Make a list. Every season when I am in the process of replenishing my closet, I go through and make a list of the things I am missing and truly need (tights this season, and a new pair of black pumps because I wore out my old ones). Keeping this list on hand and in mind ensures I only go to the store when I have to (as opposed to one Saturday afternoon when I am looking to kill time), and that I only spend my money when I actually need to buy something. 

Try minimalism. I keep a “one in, one out” rule for my home. I did a purge over the summer and got rid of a ton of stuff (226 items, in fact) around the house that had crept up in the corners and crevices of my home. You don’t need all that. Focusing on minimalism helps you save money for important things like your bigger financial goals and focuses your spending on quality over quantity.

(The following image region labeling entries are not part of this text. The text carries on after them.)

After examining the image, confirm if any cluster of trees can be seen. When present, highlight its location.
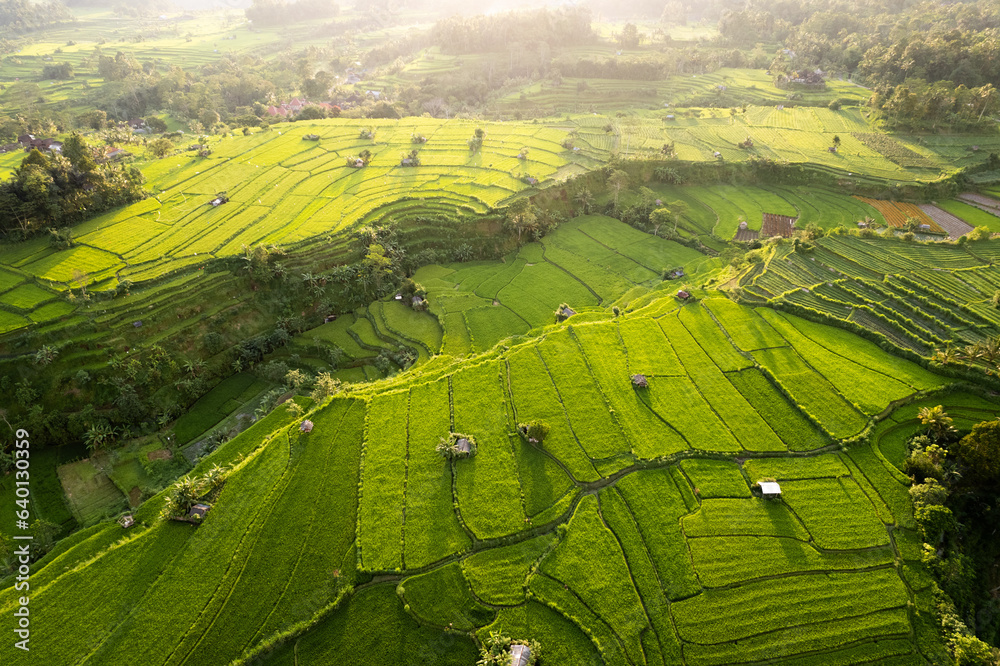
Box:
[719,0,1000,129]
[905,405,1000,666]
[870,79,1000,130]
[430,6,596,53]
[245,0,340,25]
[0,134,145,240]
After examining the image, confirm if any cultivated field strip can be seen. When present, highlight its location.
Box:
[0,294,960,664]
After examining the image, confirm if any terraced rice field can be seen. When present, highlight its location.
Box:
[741,235,1000,354]
[856,197,946,233]
[0,288,956,664]
[4,119,568,288]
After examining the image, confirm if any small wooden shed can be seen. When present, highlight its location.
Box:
[188,502,212,523]
[759,481,781,497]
[510,643,531,666]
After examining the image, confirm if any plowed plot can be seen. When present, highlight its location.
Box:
[854,196,944,233]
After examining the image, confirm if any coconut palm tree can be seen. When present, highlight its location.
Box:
[917,405,955,439]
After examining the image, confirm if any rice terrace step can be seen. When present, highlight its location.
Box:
[0,0,1000,666]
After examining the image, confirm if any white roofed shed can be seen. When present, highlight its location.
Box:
[760,481,781,497]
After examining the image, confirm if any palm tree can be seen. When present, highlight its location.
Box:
[172,474,201,513]
[917,405,955,439]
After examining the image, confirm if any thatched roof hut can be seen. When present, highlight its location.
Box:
[188,503,212,523]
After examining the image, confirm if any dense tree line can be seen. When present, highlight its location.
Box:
[431,7,596,53]
[0,134,144,239]
[719,0,1000,130]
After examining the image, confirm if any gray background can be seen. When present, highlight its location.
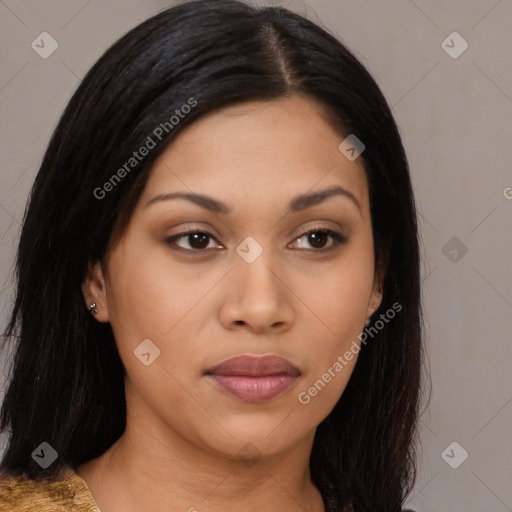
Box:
[0,0,512,512]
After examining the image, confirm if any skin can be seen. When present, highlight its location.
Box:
[77,95,382,512]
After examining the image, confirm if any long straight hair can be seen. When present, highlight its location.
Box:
[0,0,425,512]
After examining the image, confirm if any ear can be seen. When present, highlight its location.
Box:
[82,262,109,323]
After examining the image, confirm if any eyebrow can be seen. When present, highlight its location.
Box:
[144,185,362,214]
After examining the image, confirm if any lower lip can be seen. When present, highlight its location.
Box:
[209,374,297,403]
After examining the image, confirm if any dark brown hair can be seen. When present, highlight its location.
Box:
[0,0,424,512]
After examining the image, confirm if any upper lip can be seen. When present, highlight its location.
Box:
[206,355,300,377]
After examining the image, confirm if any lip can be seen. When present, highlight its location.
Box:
[206,355,301,403]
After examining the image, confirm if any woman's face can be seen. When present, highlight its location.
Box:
[84,96,381,457]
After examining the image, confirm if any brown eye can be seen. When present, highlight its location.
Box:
[290,229,347,252]
[165,230,218,252]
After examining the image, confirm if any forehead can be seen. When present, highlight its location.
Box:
[142,95,367,212]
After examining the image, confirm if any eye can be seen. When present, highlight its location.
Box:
[288,228,347,252]
[165,230,220,252]
[165,228,347,253]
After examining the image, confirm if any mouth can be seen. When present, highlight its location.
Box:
[205,355,301,403]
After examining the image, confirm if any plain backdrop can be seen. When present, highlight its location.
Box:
[0,0,512,512]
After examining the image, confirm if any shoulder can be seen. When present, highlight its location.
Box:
[0,467,100,512]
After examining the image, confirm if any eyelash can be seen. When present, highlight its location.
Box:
[165,228,348,253]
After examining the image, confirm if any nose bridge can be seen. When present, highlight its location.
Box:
[225,236,293,330]
[236,236,282,301]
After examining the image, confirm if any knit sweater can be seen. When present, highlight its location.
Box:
[0,467,412,512]
[0,467,101,512]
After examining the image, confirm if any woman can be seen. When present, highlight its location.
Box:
[0,0,423,512]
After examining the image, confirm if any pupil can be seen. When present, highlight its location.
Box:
[189,233,208,249]
[309,231,327,248]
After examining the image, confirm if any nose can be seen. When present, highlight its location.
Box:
[220,250,295,334]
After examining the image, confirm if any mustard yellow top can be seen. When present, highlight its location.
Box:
[0,467,101,512]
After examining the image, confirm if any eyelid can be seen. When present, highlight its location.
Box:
[165,225,349,256]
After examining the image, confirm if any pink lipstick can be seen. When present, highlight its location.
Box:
[206,355,300,403]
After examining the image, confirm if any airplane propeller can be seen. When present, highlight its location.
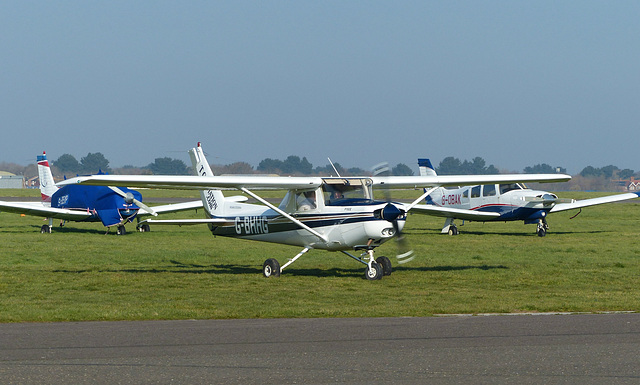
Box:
[109,186,158,216]
[373,163,415,264]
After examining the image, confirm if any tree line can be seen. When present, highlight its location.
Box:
[0,152,640,184]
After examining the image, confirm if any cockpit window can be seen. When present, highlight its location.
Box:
[482,184,496,197]
[500,183,526,194]
[322,178,372,205]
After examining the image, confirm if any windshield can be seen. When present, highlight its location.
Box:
[322,178,372,205]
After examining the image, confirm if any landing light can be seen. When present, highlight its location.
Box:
[381,227,396,237]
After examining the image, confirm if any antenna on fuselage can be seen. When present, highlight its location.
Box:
[327,157,342,178]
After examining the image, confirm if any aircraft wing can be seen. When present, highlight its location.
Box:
[0,201,92,221]
[410,204,500,221]
[551,193,640,213]
[138,200,202,217]
[371,174,571,188]
[138,195,249,217]
[139,218,233,226]
[59,175,322,190]
[60,174,571,190]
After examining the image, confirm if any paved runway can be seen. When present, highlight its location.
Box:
[0,314,640,384]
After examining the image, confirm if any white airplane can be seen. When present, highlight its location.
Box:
[0,152,205,235]
[413,159,640,237]
[64,143,571,280]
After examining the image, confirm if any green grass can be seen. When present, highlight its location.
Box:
[0,191,640,322]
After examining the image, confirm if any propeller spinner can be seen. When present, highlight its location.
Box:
[109,186,158,216]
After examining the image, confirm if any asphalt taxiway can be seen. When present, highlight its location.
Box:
[0,313,640,384]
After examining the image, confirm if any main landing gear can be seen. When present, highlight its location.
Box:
[262,246,393,281]
[536,218,549,237]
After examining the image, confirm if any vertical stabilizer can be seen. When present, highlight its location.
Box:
[37,151,58,203]
[189,142,224,216]
[418,159,438,176]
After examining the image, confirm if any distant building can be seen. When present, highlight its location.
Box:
[615,177,640,191]
[0,171,24,188]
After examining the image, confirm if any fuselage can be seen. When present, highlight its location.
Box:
[51,185,142,227]
[426,183,558,223]
[209,200,405,251]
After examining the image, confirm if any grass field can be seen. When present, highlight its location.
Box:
[0,191,640,322]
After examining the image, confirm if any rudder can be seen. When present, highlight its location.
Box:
[37,151,58,203]
[189,142,224,216]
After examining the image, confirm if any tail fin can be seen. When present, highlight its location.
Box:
[418,159,438,176]
[189,142,224,216]
[37,151,58,202]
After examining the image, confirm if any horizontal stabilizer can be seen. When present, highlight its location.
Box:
[551,193,640,213]
[139,218,233,226]
[0,201,92,221]
[524,197,575,204]
[138,195,249,217]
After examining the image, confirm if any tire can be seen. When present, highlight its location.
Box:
[376,256,393,275]
[262,258,280,278]
[364,262,383,281]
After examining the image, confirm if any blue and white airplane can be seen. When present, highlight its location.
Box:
[413,159,640,237]
[0,152,202,235]
[58,143,571,280]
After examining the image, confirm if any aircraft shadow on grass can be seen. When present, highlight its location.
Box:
[403,227,611,237]
[54,260,508,279]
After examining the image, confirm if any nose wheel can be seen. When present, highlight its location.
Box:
[536,219,549,237]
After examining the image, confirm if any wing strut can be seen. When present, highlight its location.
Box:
[407,186,440,211]
[240,187,329,242]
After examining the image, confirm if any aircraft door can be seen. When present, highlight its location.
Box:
[470,184,499,211]
[469,186,482,210]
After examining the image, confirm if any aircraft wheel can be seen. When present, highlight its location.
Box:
[262,258,280,278]
[364,262,384,281]
[376,256,393,275]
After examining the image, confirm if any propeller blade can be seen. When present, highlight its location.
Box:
[372,163,415,264]
[133,199,158,217]
[108,186,158,216]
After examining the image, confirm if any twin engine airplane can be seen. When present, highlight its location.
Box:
[58,143,571,280]
[413,159,640,237]
[0,152,202,235]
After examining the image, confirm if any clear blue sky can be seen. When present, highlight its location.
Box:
[0,0,640,173]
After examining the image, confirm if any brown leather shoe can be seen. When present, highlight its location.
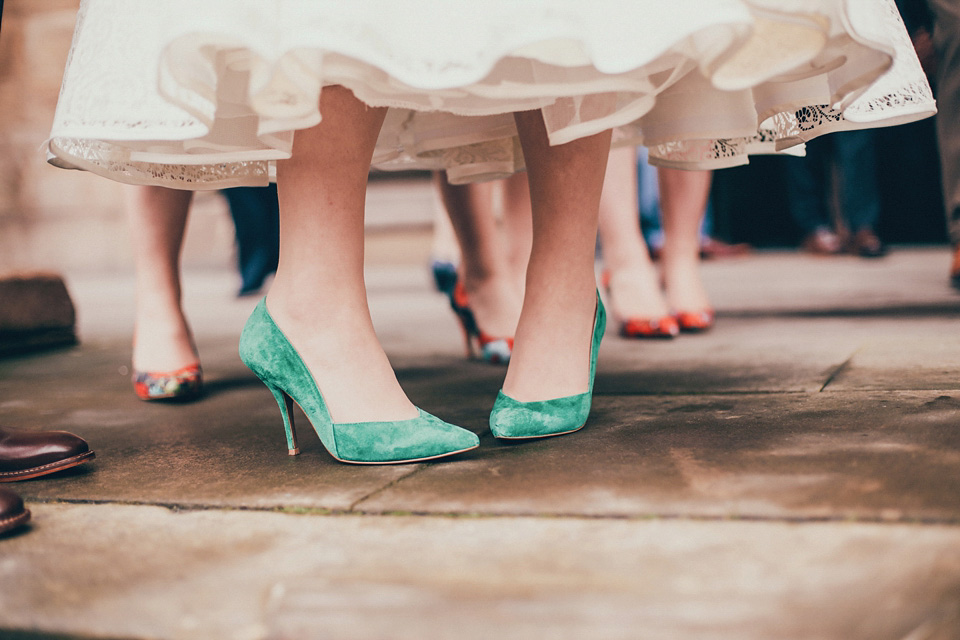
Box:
[0,489,30,533]
[0,427,96,482]
[847,229,887,258]
[801,229,843,256]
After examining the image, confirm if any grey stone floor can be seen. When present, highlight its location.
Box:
[0,246,960,640]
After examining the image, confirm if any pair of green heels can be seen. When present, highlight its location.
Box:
[240,296,606,464]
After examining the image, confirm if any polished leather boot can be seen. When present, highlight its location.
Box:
[0,489,30,534]
[0,427,95,482]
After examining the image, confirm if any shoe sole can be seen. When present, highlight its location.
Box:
[493,422,587,440]
[0,509,30,533]
[328,445,480,465]
[0,451,97,482]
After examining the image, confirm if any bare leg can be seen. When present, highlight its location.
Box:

Sleep on it. I usually try on something (or if I’m shopping online, put an item in my cart) and walk away without buying. Then I’ll sleep on it. If the item was just so perfect that I can’t stop thinking about it after a day or two, I know it will be a good use of my money in the long run. If I quickly forget the item, then it wasn’t worth the time or the money and I just prevented myself from having to make a return down the road or buy something that wasn’t worth the money.

Declutter your inbox. If you can’t resist the siren call of a flash sale email in your inbox, do yourself a favor and unsubscribe, or use a service (I like Unroll.me) to “roll up” all your newsletters, communications from stores and brands, and sale notifications into a once daily digest that you don’t even have to read.

If your shopping and spending behavior has caused you enough concern that you begin to ask yourself, “Do I have a problem?,” those patterns are, at the very least, worth exploring further. And If you’ve stumbled upon this post and are intrigued by the prospect of working on your spending, odds are very high that you’re already willing to make a change and that you’ll soon be able to beat this bad habit, pay down debt (if you have it), and start saving for the things that are really important to you.